Site RATP BELGRAND – Concertation

L’architecte Henri Sauvage à l’honneur

 

Les grands magasins de la Samaritaine viennent de faire beaucoup parler d’eux dans les gazettes. Après 16 années de fermeture et une « rénovation haute couture », ils viennent de rouvrir leurs portes au public.

Un empire commercial au cœur de Paris

 

L’ensemble immobilier, fondé dans les années 1891-1932 par le couple de commerçants Ernest et Marie-Thérèse Cognacq-Jaÿ, par ailleurs philanthropes et collectionneurs d’art, était une suite de « grands magasins » où, selon une publicité très connue, « on trouvait tout ».

Il appartient aujourd’hui au groupe de luxe français LVMH, qui a réduit la taille du grand magasin emblématique par quatre pour laisser place à un palace de 72 chambres (en front de Seine), à des bureaux, une crèche et 96 logements sociaux. Une spectaculaire restauration qui remet aussi en valeur son escalier monumental, ses laves émaillées – c’est l’édifice qui en comporte le plus en France – et sa magnifique fresque des paons naguère repeinte en blanc. La nouveauté est, sur la rue de Rivoli, dans sa façade en verre ondulé de 25 m de haut, signée des architectes de l’agence Saana, Kazuyo Sejima et Ryue Nishizawa, lauréats du prix Pritzker 2010.

Nouvelle façade, prix Pritzker 2010

La Samaritaine d’aujourd’hui avec sa façade en verre

Si la plupart des bâtiments sont l’œuvre de l’architecte belge Frantz Jourdain (1847-1935), un des promoteurs de l’Art nouveau et de l’architecture du fer en France, entre 1891 et 1910, puis en 1930-1932, celui-ci s’est adjoint, en 1926-1928, la collaboration de l’architecte français Henri Sauvage (1873-1932), pour agrandir le bâtiment principal vers la Seine dans un magnifique style Art Déco.

Les « Sauvage » du 20e arrondissement

 

Le 20e arrondissement a aussi le privilège de posséder dans son patrimoine architectural deux édifices remarquables dus à Henri Sauvage, qui fut aussi, il faut le rappeler, l’architecte de la Villa Majorelle à Nancy (1902), de l’immeuble à gradins de la rue Vavin (6e arrondissement) (1912-1913) et de l’immeuble des Amiraux et de sa piscine (18e arrondissement) (1913-1930), entre bien d’autres.

Un de ces édifices est un ensemble d’habitations à Bon Marché (HBM), sis 1 rue de la Chine, construit par Henri Sauvage et Charles Sarazin en 1907-1908 pour la Société des logements hygiéniques, qu’ils avaient créée en 1903. Né au tout début du XXe siècle, le courant hygiéniste en architecture vise à lutter contre la tuberculose et l’insalubrité des logements.
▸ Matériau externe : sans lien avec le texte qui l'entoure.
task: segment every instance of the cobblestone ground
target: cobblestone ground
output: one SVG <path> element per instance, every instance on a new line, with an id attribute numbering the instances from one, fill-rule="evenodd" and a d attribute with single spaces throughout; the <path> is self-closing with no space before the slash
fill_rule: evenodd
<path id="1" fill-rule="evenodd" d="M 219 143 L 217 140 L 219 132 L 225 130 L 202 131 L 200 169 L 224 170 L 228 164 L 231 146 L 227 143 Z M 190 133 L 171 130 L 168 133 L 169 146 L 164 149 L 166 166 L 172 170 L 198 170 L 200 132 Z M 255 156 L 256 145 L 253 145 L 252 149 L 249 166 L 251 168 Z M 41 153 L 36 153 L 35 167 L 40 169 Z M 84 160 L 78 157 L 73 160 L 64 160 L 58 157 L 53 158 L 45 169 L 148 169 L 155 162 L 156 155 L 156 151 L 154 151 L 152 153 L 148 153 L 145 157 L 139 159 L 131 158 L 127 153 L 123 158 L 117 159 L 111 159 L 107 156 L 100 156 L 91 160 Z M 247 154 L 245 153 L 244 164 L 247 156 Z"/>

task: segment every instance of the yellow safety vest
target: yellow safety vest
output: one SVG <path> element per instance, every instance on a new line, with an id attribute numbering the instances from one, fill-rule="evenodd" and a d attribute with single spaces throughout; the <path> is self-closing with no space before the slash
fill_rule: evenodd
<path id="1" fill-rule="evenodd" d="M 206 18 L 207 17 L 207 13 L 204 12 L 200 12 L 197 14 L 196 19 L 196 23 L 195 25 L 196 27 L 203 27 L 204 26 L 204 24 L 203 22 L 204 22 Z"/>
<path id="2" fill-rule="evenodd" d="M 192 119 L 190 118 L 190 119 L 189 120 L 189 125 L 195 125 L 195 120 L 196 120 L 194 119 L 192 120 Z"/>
Les logements bon marché sont plus spacieux et doivent laisser entrer l’air et la lumière.

Une construction de l'architecte Sauvage dans le 20e

HBM de l’architecte Sauvage au 1 rue de la Chine

Sa façade en briques calco-fer produit une impression de grande austérité, tandis que les volumes des bow-windows surmontés de loggias animent un peu la façade. Cet immeuble de logements populaires s’inscrit alors dans les recherches de H. Sauvage pour produire un type de construction sociale alliant rentabilité et économie maximale. On peut le rapprocher des HBM construites en 1903-1904 par H. Sauvage rue de Trétaigne (18e arrondissement).

L’autre bâtiment est bien connu des habitants de l’arrondissement. C’est le cinéma MK2 Gambetta (ancien « Gambetta-Palace »), 6 rue Belgrand, construit par Henri Sauvage en 1920, à l’emplacement d’un ancien théâtre, dans un style très original conçu et dessiné par lui.

La devanture, à l’architecture très atypique, attire inévitablement le regard, avec sa rotondité et sa façade blanche et quasi aveugle qui évoquent immanquablement un écran de cinéma.

Le MK2 du 20e rénové

La façade du cInéma MK2 Gambetta

La façade est ornée d’un décor égyptisant ou japonisant en stuc, très stylisé, fait de masques de théâtre et de bas-reliefs à motifs végétaux peints à l’or. Les grands masques et marionnettes, disposés à l’origine sur la façade par le décorateur Hellé, ont malheureusement disparu dans les années 1950. A l’intérieur, la salle semi-circulaire était construite en béton et pouvait accueillir 1 500 personnes.

En 1928, la Société Gaumont fait l’acquisition du Gambetta-Palace. En 1970, le cinéma est divisé en trois salles, dénaturant le décor d’origine, et deux salles supplémentaires sont ajoutées en 1980. Depuis 1997, ce cinéma est la propriété du groupe MK2 et dispose de six salles. La devanture actuelle est classée aux monuments historiques depuis 2012.